One spectrum → composition, temperature, velocity.

A star’s light is an autobiography — if you know how to read it.

~57 min. Let this land. This is the core message of the entire lecture.


Next Time: Binary Stars & Stellar Masses

Lecture 4: We put the Doppler shift to work on binary stars.

  • Radial velocity oscillations → orbital period + amplitude
  • Kepler’s laws → stellar masses
  • Mass is the property that determines a star’s entire life story

The last fundamental property — and the most important one.

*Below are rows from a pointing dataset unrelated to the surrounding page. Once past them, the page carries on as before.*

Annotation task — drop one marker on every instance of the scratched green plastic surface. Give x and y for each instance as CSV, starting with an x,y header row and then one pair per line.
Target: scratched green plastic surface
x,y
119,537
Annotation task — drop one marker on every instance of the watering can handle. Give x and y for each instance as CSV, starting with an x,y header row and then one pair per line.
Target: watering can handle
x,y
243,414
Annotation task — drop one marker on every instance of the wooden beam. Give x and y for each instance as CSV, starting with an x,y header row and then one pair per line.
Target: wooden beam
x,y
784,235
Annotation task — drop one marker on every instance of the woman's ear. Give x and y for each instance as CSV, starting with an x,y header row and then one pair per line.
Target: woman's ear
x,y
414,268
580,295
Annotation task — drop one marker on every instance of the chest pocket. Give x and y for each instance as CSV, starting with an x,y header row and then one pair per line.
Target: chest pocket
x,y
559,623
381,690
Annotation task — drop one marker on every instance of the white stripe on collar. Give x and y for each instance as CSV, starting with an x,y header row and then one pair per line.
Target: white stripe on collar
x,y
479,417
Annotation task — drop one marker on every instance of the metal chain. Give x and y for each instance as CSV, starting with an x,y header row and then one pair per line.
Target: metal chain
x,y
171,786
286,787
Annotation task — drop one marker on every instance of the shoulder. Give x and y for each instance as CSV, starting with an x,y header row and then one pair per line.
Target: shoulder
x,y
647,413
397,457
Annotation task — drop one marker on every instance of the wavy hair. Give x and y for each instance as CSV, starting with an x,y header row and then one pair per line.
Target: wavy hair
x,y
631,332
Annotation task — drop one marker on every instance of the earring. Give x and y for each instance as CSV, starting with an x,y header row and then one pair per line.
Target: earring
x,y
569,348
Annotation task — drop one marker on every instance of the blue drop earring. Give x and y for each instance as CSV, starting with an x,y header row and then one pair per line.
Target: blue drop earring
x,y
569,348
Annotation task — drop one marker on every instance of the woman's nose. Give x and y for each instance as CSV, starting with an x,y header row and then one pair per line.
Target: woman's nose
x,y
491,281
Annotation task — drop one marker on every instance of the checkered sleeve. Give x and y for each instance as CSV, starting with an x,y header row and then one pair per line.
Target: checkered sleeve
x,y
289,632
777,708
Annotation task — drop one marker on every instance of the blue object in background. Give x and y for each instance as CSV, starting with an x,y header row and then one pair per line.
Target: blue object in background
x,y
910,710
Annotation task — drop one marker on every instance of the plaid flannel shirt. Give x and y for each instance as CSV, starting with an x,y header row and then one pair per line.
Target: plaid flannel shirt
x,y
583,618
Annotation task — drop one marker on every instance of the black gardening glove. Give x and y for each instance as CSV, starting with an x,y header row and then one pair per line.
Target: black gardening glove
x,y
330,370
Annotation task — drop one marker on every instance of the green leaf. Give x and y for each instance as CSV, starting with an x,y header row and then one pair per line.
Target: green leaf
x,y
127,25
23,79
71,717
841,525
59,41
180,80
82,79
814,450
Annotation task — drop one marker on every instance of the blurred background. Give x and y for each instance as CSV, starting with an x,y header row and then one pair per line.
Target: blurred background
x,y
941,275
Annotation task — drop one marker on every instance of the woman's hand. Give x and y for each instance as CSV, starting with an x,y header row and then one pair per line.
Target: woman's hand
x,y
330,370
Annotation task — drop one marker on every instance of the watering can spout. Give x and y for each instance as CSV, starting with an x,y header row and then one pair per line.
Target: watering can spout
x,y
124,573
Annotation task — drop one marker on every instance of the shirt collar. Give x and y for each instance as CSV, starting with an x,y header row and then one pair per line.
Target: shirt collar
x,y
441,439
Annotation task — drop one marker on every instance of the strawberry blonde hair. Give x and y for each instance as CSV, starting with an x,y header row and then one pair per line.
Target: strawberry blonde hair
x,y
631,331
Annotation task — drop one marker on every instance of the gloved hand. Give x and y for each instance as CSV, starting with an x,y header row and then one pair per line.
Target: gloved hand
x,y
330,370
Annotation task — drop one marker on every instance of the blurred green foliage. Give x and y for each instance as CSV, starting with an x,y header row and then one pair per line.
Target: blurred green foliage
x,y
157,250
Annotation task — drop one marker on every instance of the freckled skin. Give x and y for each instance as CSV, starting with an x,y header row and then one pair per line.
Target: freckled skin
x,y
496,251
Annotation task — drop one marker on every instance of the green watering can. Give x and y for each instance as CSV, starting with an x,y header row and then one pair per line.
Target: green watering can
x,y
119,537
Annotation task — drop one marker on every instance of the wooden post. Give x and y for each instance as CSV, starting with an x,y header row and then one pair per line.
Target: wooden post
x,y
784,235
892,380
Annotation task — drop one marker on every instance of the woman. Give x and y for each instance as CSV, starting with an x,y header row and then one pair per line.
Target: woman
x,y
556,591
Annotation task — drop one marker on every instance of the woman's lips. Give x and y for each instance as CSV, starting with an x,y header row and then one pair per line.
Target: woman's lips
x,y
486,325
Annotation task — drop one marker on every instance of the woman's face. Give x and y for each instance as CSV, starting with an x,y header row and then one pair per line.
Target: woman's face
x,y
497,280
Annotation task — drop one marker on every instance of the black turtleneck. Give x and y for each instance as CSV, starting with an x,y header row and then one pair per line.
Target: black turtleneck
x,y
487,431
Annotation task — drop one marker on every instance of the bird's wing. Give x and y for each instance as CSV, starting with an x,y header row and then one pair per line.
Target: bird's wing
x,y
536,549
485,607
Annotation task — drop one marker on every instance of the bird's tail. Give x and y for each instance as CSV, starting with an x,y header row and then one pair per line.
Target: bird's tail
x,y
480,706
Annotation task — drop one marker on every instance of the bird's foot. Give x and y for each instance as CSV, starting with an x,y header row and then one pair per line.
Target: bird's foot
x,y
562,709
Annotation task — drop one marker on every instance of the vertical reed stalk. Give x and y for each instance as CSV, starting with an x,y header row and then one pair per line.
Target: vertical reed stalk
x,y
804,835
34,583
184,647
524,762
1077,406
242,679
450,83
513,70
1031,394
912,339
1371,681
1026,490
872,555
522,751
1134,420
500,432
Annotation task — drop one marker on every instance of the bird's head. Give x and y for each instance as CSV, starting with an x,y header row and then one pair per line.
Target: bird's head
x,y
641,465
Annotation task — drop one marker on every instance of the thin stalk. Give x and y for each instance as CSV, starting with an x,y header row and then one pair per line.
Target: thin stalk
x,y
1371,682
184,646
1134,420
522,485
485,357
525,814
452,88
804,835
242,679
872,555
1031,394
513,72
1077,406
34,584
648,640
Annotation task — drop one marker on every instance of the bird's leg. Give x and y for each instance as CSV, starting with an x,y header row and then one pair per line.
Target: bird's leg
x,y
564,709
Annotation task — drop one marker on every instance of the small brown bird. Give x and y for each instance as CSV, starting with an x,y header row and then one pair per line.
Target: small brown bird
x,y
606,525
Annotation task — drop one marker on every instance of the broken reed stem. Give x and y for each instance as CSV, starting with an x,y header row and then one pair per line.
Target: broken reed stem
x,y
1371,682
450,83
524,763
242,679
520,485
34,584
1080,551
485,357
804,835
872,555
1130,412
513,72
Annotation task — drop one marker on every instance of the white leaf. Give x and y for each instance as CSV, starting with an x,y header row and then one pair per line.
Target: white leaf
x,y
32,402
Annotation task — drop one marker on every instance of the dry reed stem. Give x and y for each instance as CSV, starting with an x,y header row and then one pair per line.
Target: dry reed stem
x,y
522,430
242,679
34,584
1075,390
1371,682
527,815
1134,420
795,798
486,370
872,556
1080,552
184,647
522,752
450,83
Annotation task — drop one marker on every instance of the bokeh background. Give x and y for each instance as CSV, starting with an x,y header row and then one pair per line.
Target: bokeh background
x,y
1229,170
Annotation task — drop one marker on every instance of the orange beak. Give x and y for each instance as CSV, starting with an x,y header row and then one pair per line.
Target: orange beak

57–58 min. Build anticipation for Lecture 4. Mass determines luminosity, lifetime, fate — everything.


Questions?

Common questions at this point:

  • “How do we know the lab wavelengths are right?” — Measured precisely since 1859
  • “Can we determine composition from just one line?” — Need multiple lines for confidence
  • “Do all stars have absorption spectra?” — Most, but emission-line stars exist (Be stars, Wolf-Rayet)

58–60 min. Leave remaining time for questions. Address the hook question one final time: “Same composition, different spectra — because temperature controls which energy levels are populated.”